Kashyap was given no clear reason by Netflix for shelving “Maximum City” but he believes it was either because the content was too sensitive or it was his honest and outspoken personality they had a problem with.
Streaming “was finally the space I was waiting for,” Kashyap said. “The disappointment is it was supposed to be a revolution, but it was not. Like social media, it was supposed to empower people, but it became a tool.”
OTT Projects That Faced Censorship
The Amazon Prime Video original political saga starring some big names like Saif Ali Khan, Dimple Kapadia and Zeeshan Ayyub, among others, had a spate of FIRs registered against it for allegedly hurting religious sentiments by mocking a Hindu God. The controversy deepened with additional allegations of casteist scenes depicting Dalits negatively.

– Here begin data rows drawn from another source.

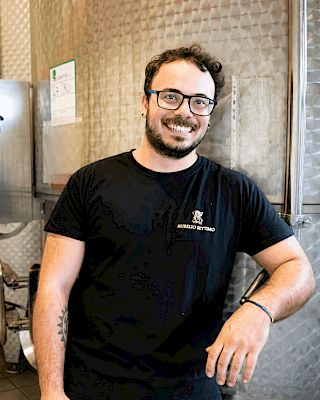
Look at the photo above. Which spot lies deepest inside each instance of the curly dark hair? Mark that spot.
(195, 54)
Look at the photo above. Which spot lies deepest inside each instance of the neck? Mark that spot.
(149, 158)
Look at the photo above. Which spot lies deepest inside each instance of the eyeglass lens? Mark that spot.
(173, 100)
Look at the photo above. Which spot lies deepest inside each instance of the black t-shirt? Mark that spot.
(160, 248)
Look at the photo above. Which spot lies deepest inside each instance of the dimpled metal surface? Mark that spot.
(112, 42)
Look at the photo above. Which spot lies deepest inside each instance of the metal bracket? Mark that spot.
(297, 221)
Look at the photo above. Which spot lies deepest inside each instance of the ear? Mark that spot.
(145, 104)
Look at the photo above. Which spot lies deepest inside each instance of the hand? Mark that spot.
(241, 339)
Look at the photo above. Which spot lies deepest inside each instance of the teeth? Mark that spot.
(179, 128)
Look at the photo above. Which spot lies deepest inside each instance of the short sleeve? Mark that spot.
(68, 216)
(262, 226)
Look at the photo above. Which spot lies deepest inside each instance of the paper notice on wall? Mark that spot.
(63, 92)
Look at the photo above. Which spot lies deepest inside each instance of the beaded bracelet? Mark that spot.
(263, 308)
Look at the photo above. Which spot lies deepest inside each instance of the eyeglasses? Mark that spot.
(172, 100)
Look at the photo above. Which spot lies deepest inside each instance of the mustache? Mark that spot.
(178, 120)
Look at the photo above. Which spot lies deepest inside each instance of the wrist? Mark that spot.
(258, 305)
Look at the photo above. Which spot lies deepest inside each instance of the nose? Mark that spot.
(184, 108)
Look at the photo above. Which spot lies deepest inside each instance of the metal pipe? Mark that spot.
(297, 71)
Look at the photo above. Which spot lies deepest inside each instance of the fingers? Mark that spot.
(219, 359)
(251, 363)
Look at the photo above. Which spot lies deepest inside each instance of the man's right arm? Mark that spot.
(61, 263)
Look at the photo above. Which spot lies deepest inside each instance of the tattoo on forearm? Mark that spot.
(64, 318)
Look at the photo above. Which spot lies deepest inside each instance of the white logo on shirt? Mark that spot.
(197, 217)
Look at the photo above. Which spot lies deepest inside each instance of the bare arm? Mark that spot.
(60, 266)
(245, 333)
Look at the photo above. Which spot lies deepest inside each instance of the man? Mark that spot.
(145, 243)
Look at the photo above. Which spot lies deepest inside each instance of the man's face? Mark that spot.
(176, 133)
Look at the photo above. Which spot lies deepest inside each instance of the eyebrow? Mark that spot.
(179, 91)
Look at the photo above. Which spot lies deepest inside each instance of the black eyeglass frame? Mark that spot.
(184, 96)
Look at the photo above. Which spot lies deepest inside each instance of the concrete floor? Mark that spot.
(18, 386)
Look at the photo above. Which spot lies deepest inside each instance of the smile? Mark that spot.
(180, 128)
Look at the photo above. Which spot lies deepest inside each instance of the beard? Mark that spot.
(178, 150)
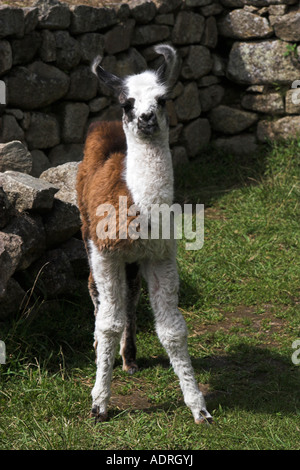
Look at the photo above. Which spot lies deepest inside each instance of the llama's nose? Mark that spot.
(147, 119)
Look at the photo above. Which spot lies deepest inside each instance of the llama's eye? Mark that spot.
(127, 106)
(161, 102)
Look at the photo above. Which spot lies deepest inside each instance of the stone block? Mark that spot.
(86, 19)
(253, 63)
(187, 105)
(287, 27)
(241, 24)
(5, 57)
(15, 156)
(269, 103)
(197, 63)
(196, 136)
(36, 85)
(188, 29)
(11, 21)
(43, 131)
(27, 193)
(231, 120)
(285, 128)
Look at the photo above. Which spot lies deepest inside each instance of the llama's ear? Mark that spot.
(111, 81)
(167, 69)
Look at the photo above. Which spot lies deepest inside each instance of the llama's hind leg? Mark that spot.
(127, 345)
(110, 279)
(171, 328)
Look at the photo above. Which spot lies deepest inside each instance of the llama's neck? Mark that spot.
(149, 171)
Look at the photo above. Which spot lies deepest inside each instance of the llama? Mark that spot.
(132, 158)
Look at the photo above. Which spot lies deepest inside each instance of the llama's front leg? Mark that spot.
(127, 346)
(109, 325)
(171, 328)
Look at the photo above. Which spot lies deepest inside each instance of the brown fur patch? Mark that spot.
(100, 181)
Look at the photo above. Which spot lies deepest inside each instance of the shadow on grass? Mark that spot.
(248, 377)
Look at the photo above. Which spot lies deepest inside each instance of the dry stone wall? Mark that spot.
(233, 88)
(238, 60)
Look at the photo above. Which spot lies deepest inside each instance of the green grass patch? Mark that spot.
(240, 297)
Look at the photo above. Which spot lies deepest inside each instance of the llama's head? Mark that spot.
(143, 96)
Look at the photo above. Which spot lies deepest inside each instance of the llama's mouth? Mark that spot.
(148, 129)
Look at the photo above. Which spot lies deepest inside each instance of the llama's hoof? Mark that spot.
(97, 416)
(204, 417)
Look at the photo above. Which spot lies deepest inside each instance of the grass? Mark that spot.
(240, 297)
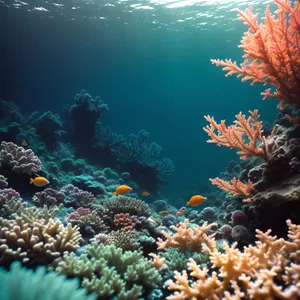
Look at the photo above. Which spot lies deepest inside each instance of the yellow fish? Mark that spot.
(145, 194)
(196, 200)
(39, 181)
(122, 189)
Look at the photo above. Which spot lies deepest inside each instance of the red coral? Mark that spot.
(272, 53)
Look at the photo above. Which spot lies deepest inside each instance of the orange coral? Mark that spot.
(244, 134)
(272, 53)
(187, 238)
(235, 187)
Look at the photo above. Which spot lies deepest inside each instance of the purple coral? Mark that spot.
(48, 197)
(226, 231)
(7, 195)
(76, 197)
(240, 233)
(19, 159)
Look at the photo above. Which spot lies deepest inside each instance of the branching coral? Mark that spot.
(37, 241)
(267, 270)
(76, 197)
(48, 197)
(10, 202)
(235, 187)
(124, 239)
(18, 159)
(245, 135)
(271, 52)
(124, 204)
(136, 148)
(84, 217)
(22, 284)
(109, 272)
(187, 238)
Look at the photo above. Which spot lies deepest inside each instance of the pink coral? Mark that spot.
(19, 159)
(271, 52)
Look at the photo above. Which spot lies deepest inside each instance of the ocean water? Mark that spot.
(148, 60)
(119, 221)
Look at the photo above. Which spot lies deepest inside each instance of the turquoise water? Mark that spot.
(148, 60)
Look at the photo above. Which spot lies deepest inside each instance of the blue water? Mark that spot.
(150, 62)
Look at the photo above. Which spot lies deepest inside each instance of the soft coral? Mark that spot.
(272, 54)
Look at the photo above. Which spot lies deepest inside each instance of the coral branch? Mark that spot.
(244, 134)
(271, 52)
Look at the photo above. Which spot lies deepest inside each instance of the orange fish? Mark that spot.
(181, 212)
(196, 200)
(39, 181)
(164, 213)
(24, 143)
(145, 194)
(122, 189)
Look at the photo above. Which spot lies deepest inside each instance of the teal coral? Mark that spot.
(109, 272)
(22, 284)
(124, 204)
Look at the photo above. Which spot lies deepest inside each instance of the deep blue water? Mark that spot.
(152, 67)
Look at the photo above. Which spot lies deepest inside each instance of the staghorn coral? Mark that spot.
(109, 272)
(271, 52)
(267, 270)
(187, 238)
(36, 240)
(23, 284)
(235, 187)
(245, 135)
(18, 159)
(124, 204)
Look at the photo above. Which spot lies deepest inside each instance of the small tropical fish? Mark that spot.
(151, 219)
(24, 143)
(196, 200)
(164, 213)
(122, 189)
(181, 212)
(145, 194)
(39, 181)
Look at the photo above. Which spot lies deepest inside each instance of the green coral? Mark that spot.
(124, 204)
(109, 272)
(175, 259)
(22, 284)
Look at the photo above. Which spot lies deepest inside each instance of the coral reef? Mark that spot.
(109, 272)
(267, 270)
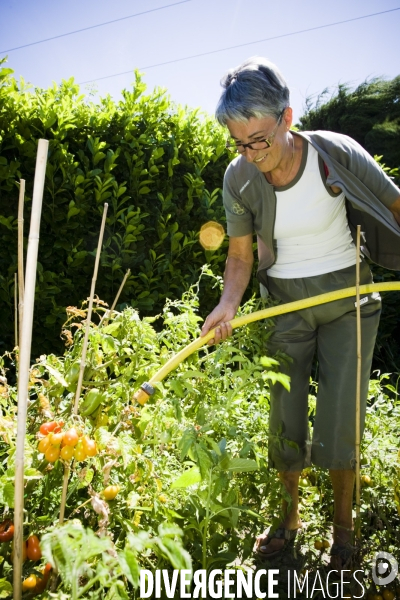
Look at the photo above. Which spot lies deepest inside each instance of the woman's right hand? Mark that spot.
(219, 318)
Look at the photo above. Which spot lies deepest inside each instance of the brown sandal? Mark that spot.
(288, 535)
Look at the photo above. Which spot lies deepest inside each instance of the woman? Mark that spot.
(303, 195)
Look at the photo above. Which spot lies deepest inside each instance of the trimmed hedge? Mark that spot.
(159, 167)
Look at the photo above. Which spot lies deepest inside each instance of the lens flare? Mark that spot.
(211, 235)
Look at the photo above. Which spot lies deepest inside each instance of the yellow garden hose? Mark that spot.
(146, 390)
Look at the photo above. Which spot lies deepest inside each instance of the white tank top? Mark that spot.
(311, 233)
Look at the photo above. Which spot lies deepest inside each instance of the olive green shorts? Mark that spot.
(331, 331)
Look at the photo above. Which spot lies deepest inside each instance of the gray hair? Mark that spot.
(256, 88)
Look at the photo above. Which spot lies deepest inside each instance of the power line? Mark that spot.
(168, 62)
(94, 26)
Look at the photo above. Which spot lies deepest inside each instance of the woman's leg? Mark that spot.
(289, 445)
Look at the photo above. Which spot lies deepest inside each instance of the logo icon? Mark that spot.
(384, 568)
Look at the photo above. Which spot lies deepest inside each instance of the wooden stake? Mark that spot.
(358, 383)
(24, 360)
(67, 467)
(16, 308)
(109, 312)
(21, 251)
(67, 470)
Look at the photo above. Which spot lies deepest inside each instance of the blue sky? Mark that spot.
(310, 61)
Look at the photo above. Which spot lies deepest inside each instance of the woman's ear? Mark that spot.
(288, 117)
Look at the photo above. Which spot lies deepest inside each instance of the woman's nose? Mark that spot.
(250, 154)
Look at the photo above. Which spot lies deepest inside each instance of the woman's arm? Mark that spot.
(395, 209)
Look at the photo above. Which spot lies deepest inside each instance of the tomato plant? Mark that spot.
(110, 492)
(6, 530)
(33, 551)
(184, 469)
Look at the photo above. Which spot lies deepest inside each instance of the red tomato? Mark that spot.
(52, 453)
(110, 492)
(44, 444)
(71, 437)
(29, 583)
(45, 428)
(56, 438)
(24, 556)
(33, 551)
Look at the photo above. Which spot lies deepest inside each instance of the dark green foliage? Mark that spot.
(160, 168)
(370, 114)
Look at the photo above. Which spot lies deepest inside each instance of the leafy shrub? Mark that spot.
(159, 167)
(195, 486)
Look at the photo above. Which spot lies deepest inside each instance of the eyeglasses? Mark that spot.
(258, 144)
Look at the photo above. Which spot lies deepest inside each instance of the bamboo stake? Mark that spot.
(109, 312)
(67, 470)
(15, 309)
(21, 251)
(67, 467)
(24, 360)
(89, 313)
(358, 383)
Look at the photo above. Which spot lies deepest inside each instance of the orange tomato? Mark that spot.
(45, 428)
(67, 452)
(52, 453)
(33, 551)
(79, 453)
(71, 437)
(110, 492)
(89, 446)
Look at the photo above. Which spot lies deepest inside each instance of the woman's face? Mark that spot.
(254, 129)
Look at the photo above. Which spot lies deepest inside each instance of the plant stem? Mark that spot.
(206, 523)
(89, 312)
(109, 312)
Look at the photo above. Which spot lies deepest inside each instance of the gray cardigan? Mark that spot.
(250, 201)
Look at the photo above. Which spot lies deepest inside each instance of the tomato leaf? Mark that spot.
(189, 477)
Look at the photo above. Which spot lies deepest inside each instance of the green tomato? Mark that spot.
(91, 402)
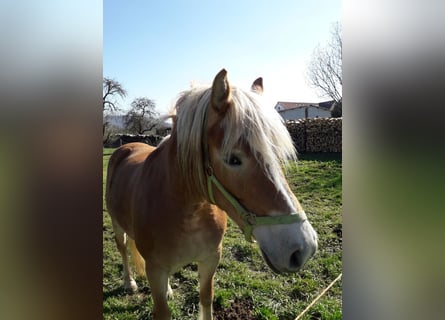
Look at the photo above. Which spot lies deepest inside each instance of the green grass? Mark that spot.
(243, 281)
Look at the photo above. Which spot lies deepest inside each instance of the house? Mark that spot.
(304, 110)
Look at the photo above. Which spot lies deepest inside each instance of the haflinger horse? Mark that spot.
(169, 204)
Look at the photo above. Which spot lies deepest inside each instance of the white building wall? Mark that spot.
(299, 113)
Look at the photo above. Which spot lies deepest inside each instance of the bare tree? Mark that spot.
(325, 69)
(142, 116)
(111, 90)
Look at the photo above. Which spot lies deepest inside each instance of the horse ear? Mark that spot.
(221, 92)
(257, 86)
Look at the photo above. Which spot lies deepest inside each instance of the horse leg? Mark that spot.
(121, 241)
(206, 271)
(160, 289)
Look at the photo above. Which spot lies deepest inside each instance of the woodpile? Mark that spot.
(316, 135)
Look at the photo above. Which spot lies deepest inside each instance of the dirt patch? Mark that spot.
(239, 309)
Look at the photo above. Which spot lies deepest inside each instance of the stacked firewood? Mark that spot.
(316, 135)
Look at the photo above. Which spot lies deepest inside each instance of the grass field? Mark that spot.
(245, 288)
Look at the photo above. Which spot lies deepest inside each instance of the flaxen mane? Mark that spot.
(248, 122)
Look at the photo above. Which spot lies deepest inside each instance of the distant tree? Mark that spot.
(142, 116)
(325, 68)
(111, 90)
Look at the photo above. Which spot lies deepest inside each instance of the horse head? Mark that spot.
(245, 144)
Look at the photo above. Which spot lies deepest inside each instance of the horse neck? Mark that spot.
(173, 179)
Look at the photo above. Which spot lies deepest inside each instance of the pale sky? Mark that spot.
(156, 49)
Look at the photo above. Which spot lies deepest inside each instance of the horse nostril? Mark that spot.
(295, 259)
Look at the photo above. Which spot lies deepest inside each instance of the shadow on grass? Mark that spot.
(320, 156)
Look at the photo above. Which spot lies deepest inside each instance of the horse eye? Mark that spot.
(233, 161)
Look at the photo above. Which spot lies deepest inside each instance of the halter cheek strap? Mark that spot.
(249, 219)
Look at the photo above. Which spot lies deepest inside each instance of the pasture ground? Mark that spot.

According to The Washington Post, the situation was such that “a top Prime Video executive in India was forced to briefly go into hiding and surrender her passport to police, according to people familiar with the matter.”
The contentious scenes were removed from the series and many more adjustments were made on recommendation by the Ministry of Information and Broadcasting. Director Ali Abbas Zafar also issued a public apology. “The cast and crew of ‘Tandav’ take cognizance of the concerns expressed by the people and unconditionally apologise if it has unintentionally hurt anybody’s sentiments,” the statement read.
Sacred Games was the first series of its kind. It wasn’t the conventional Bollywood production with synchronised dances, it was a gritty crime drama. Netflix's first Indian original series, though successful, faced criticism for allegedly portraying former Indian Prime Minister Rajiv Gandhi negatively. Some viewers raised concerns about the depiction of a scene where the lead actor, Saif Ali Khan, throws his kada into the sea, citing it as offensive to Sikh sentiments. Additionally, others contested the show's accuracy in portraying historical events.
Sacred Games co-director Anurag Kashyap said in an interview that Netflix had pulled the plug on the third season of the show because they were fearful of a similar fate after the Tandav controversy.
The adaptation of Vikram Seth's novel "A Suitable Boy" faced criticism from Bharatiya Janata Party politicians due to a scene depicting the Hindu protagonist, Lata, kissing a Muslim boy in a temple. There were calls for Netflix to remove the scenes and issue an apology for encouraging “love jihad”.
Madhya Pradesh Home Minister Narottam Mishra was one of the complainants. He said in a tweet, “A film titled ‘A Suitable Boy’ has been released on an OTT platform. It depicts extremely objectionable scenes that hurt the feelings of a particular religion. I have directed police officials to look into it.”
According to the The Washington Post investigation, Gormint was the first show to be dropped after the Tandav controversy. Despite having all nine episodes of the satirical show, which humorously portrayed the absurdities of Indian politics, fully shot and ready for streaming, the series vanished without a trace.
The director, who wished to remain anonymous, said he didn’t begrudge Prime Video executives because they faced enormous personal risks, but he bemoaned the state of the industry. “It is creative evolution in reverse,” he said. “Only passive, thoroughly sanitized content stands a chance on most platforms now.”
Several other OTT projects have faced criticism for various reasons. Amazon Prime Video's "Fire" drew scrutiny for its portrayal of a same-sex relationship between two women. Ekta Kapoor's "XXX" faced backlash for depicting wives of Indian Army soldiers in an objectionable manner, while "Pataal Lok" allegedly used a BJP MLA's photograph without permission.
What OTT Platforms Are Saying
According to The Washington Post report, Prime Video India praised the Indian government’s current streaming regulations for “allowing creativity in the content we create” and said the company’s programming decisions are “designed to serve our incredibly diverse audiences in India.”
Meanwhile, Netflix said, “We have an incredibly broad range of Indian original films and TV shows, all of which speak to our long standing support for creative expression. This diversity not only reflects our members’ very different tastes, it also distinguishes our service from the competition.”